Carlsen up for more prizes
December 12, 2013

Magnus Carlsen is now the reigning world champion in chess but that didn’t qualify him to be a candidate for Norway’s best male athlete of the year. As the debate goes on over whether chess is also sport, Carlsen is nominated for other prizes at Norway’s annual sports gala on January 4.

Chess is a recognized sport in 105 countries, according to Professor Matti Goksøyr of Norway’s top athletic college(Norges idrettshøgskole). It’s also been recognized as a sport by the International Olympic Committee (IOC) and the international chess federation FIDE claims that it deals with sport.

Several of Norway’s top athletes, like golfer Suzann Pettersen and legendary alpine skier Kjetil André Aamodt, view Carlsen as “absolutely a top athlete,” and for years he’s received lots of votes for the annual athletes’ prize, Goksøyr wrote in a recent commentary in newspaperAftenposten. Goksøyr also stresses that “athletics isn’t only about strength, speed and muscles. Athletics is muscle movement set into a conscious perspective.”

The sports bureaucrats running Norway’s national athletics federation (Norges Idrettsforbund), however, note that Norway’s chess federation (Norges Sjakkforbund) isn’t a member of the athletics federation, and therefore Carlsen and other chess players don’t qualify. Those arguing that Carlsen (who puts great emphasis on physical athletic exertion to stay in shape because “when I feel well I play well”) should have been a candidate for top athlete of the year would first need to push through new rules for doling out the athletics federation’s prizes.

“Carlsen is not part of Norwegian athletics,” Tore Øvrebø, leader of the jury that handles the athletics prizes, told Norwegian Broadcasting (NRK). “He is a fantastic performer, and does something that borders on being sport, but for now he is not a part of Norwegian athletics.”

That position has infuriated many fans of Carlsen, and debate has been brisk on social media sites this week, with the athletics federation drawing harsh criticism. It remains undaunted. “The jury’s main principle is that we don’t discuss candidates, but the nominations speak for themselves,” stated a press release from the federation earlier this week. “They do this year as well, but since there’s been special focus on the (upcoming) sports gala and Magnus Carlsen’s presentation at the World Chess Championship, we made a small exception here.”

Carlsen has been nominated for the prize of Årets navn (The Name of the Year) and for the top prize in the Åpen klasse (Open class).
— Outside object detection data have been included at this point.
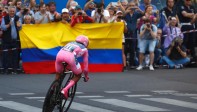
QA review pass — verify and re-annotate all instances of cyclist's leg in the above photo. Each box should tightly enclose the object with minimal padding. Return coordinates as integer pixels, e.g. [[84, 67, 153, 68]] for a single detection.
[[55, 50, 66, 80], [61, 58, 82, 98]]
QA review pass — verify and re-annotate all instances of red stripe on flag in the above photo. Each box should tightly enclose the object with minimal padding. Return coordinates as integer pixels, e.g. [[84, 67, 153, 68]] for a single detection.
[[23, 61, 123, 74]]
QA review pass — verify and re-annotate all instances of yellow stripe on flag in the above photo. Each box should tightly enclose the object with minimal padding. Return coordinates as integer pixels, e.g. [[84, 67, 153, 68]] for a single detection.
[[20, 22, 124, 49]]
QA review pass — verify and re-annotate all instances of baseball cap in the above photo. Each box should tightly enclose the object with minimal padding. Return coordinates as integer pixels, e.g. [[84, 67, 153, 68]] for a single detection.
[[62, 8, 69, 13], [75, 5, 82, 10], [116, 10, 122, 14]]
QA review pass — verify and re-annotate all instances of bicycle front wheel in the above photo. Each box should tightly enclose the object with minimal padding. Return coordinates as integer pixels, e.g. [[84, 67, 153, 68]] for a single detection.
[[42, 80, 61, 112]]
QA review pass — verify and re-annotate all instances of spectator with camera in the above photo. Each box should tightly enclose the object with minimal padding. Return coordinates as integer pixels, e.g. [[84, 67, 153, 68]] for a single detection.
[[91, 3, 110, 23], [48, 2, 61, 22], [70, 5, 94, 27], [34, 3, 52, 24], [136, 18, 157, 70], [162, 37, 190, 69], [163, 17, 183, 49]]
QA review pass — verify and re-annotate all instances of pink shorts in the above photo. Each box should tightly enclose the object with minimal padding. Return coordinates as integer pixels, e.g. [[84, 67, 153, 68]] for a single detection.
[[55, 50, 82, 75]]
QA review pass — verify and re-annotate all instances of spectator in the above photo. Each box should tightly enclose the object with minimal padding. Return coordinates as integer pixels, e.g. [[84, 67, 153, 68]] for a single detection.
[[34, 3, 51, 24], [32, 5, 39, 14], [84, 0, 96, 16], [138, 5, 157, 30], [70, 6, 94, 27], [139, 0, 157, 12], [163, 37, 190, 68], [136, 18, 157, 70], [154, 29, 162, 65], [161, 0, 178, 20], [62, 8, 71, 23], [163, 17, 183, 49], [178, 0, 197, 62], [125, 2, 144, 68], [48, 2, 61, 22], [118, 0, 128, 11], [16, 7, 34, 23], [66, 0, 78, 9], [24, 15, 32, 24], [1, 6, 22, 73], [66, 0, 78, 16], [91, 3, 110, 23], [12, 0, 22, 13]]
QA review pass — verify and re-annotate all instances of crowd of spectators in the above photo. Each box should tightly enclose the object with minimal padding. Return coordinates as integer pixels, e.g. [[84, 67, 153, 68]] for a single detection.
[[0, 0, 197, 73]]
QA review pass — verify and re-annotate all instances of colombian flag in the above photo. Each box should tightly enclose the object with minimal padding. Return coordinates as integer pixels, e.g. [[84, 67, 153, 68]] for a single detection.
[[20, 22, 124, 74]]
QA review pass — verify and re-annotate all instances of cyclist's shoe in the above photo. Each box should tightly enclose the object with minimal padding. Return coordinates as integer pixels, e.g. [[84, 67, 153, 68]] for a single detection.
[[61, 89, 68, 99]]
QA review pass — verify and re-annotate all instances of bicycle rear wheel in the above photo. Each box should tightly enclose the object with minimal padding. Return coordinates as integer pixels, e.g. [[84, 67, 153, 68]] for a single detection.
[[60, 76, 77, 112], [42, 80, 61, 112]]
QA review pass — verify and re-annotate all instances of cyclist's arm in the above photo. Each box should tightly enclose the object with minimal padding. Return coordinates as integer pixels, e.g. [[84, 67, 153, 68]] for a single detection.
[[83, 49, 88, 76]]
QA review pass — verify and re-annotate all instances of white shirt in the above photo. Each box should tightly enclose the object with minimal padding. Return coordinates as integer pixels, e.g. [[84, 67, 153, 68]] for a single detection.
[[91, 10, 110, 23]]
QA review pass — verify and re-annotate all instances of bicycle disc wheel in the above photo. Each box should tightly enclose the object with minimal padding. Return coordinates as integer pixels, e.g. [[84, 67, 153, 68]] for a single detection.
[[60, 83, 77, 112], [42, 80, 60, 112]]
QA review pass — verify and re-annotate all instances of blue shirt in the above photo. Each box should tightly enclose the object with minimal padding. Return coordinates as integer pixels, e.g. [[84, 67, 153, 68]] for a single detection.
[[1, 18, 21, 39], [125, 11, 143, 31], [139, 4, 157, 11]]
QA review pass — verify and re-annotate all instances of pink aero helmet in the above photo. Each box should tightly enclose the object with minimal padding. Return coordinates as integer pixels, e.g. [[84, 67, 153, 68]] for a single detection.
[[76, 35, 89, 47]]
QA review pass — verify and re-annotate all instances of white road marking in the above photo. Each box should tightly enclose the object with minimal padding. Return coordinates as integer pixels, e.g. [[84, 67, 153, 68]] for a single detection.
[[8, 93, 35, 96], [142, 98, 197, 109], [91, 99, 169, 112], [70, 102, 115, 112], [39, 100, 115, 112], [75, 92, 84, 94], [76, 95, 104, 98], [173, 93, 197, 97], [191, 97, 197, 99], [104, 91, 130, 93], [0, 101, 42, 112], [125, 94, 152, 97], [152, 90, 178, 94], [25, 97, 45, 99]]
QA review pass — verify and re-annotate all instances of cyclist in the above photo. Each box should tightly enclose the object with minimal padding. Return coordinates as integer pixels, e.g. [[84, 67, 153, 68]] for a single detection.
[[55, 35, 89, 98]]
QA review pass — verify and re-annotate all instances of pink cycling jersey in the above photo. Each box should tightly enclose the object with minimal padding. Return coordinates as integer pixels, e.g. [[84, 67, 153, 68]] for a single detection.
[[55, 42, 88, 76]]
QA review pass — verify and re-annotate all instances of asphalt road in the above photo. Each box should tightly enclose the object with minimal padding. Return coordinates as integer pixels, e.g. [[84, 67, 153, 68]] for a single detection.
[[0, 68, 197, 112]]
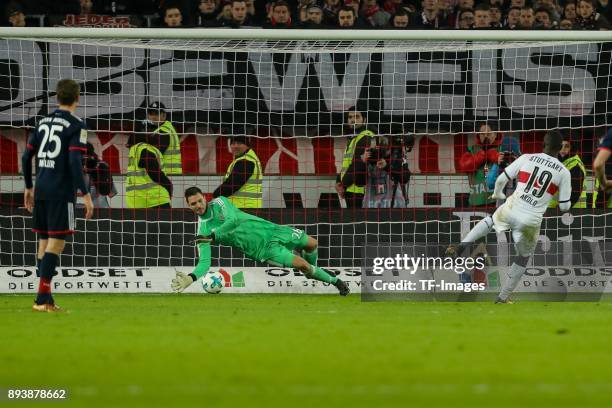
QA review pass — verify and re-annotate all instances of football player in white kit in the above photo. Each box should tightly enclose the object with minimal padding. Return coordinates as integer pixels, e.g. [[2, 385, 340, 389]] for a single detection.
[[446, 130, 572, 303]]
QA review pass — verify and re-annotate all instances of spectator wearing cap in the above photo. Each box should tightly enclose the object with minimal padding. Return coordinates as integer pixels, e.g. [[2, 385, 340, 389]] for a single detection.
[[457, 9, 474, 30], [383, 0, 404, 14], [213, 135, 263, 208], [196, 0, 220, 27], [504, 7, 521, 30], [535, 7, 556, 30], [548, 133, 596, 208], [456, 122, 500, 206], [361, 0, 391, 27], [337, 6, 365, 29], [263, 0, 292, 28], [417, 0, 447, 29], [147, 102, 183, 176], [518, 6, 535, 30], [389, 10, 410, 30], [455, 0, 476, 14], [222, 0, 252, 28], [161, 3, 183, 28], [489, 5, 503, 29], [559, 18, 574, 30], [302, 3, 325, 29], [574, 0, 610, 30], [336, 108, 375, 208], [563, 1, 576, 25], [323, 0, 342, 27], [474, 3, 491, 30]]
He reportedly is pleased about the nominations and “understands that he can’t be nominated as male athlete of the year” in Norway, according to his manager Espen Agdestein.
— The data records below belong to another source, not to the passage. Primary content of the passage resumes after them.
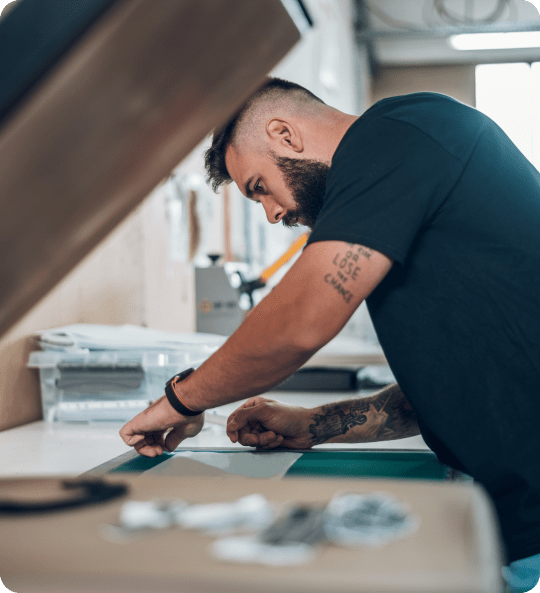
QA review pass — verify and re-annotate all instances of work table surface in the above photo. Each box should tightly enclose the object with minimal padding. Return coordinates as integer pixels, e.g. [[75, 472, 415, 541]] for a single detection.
[[0, 391, 428, 477]]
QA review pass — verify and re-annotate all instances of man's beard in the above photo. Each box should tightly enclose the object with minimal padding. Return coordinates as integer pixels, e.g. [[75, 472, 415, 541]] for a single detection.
[[273, 153, 330, 229]]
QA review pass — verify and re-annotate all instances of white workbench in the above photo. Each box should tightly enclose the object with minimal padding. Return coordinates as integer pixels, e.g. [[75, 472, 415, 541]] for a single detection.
[[0, 392, 428, 477]]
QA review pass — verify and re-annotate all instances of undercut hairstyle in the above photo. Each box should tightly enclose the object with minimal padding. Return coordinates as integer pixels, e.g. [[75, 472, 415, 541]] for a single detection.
[[204, 77, 325, 193]]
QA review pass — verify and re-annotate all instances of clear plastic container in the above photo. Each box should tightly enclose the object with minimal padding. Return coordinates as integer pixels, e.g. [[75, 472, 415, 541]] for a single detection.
[[27, 344, 217, 422]]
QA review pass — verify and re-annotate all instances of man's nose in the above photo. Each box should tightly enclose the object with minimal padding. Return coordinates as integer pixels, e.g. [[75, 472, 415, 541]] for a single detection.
[[263, 202, 285, 224]]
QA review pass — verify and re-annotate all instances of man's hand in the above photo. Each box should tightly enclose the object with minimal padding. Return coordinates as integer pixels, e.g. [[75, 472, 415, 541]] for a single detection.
[[227, 395, 313, 449], [120, 396, 204, 457]]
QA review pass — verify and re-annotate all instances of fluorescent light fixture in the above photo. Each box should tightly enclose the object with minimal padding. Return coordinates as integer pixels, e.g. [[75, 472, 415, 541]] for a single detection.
[[450, 31, 540, 51]]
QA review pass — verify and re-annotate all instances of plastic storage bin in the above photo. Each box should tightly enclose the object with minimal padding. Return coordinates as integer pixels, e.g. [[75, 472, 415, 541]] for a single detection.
[[28, 344, 217, 422]]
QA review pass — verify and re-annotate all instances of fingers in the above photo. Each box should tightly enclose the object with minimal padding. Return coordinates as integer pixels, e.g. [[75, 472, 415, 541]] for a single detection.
[[134, 434, 164, 457], [238, 428, 283, 449], [165, 428, 186, 452], [227, 398, 268, 432]]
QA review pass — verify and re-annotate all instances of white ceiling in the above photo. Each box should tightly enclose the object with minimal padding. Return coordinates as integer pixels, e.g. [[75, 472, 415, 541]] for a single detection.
[[363, 0, 540, 66]]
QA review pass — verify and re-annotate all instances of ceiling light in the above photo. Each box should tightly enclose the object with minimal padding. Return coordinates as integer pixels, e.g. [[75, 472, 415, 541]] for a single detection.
[[450, 31, 540, 51]]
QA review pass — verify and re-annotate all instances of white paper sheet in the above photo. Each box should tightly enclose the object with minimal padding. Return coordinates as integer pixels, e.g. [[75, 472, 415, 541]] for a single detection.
[[144, 451, 302, 478]]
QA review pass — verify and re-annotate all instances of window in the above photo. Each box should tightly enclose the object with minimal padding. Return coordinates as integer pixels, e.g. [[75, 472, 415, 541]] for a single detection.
[[476, 62, 540, 170]]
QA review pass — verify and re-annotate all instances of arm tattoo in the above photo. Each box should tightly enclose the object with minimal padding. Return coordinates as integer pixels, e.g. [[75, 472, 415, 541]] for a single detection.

And Carlsen, who’s been raking in lots of other honours lately, like being allowed to kick off a football match for his favourite professional club Real Madrid, will attend the athletics gala in January. “He thinks it’s nice to be nominated for the two prizes and also looks forward to dole out other prizes at the gala,” Agdestein told NRK.

The others nominated for male athlete of the year, by the way, include skiers Emil Hegle Svendsen, Petter Northug and Aksel Lund Svindal along with ski jumper Anders Bardal and snowboarder Torstein Horgmo.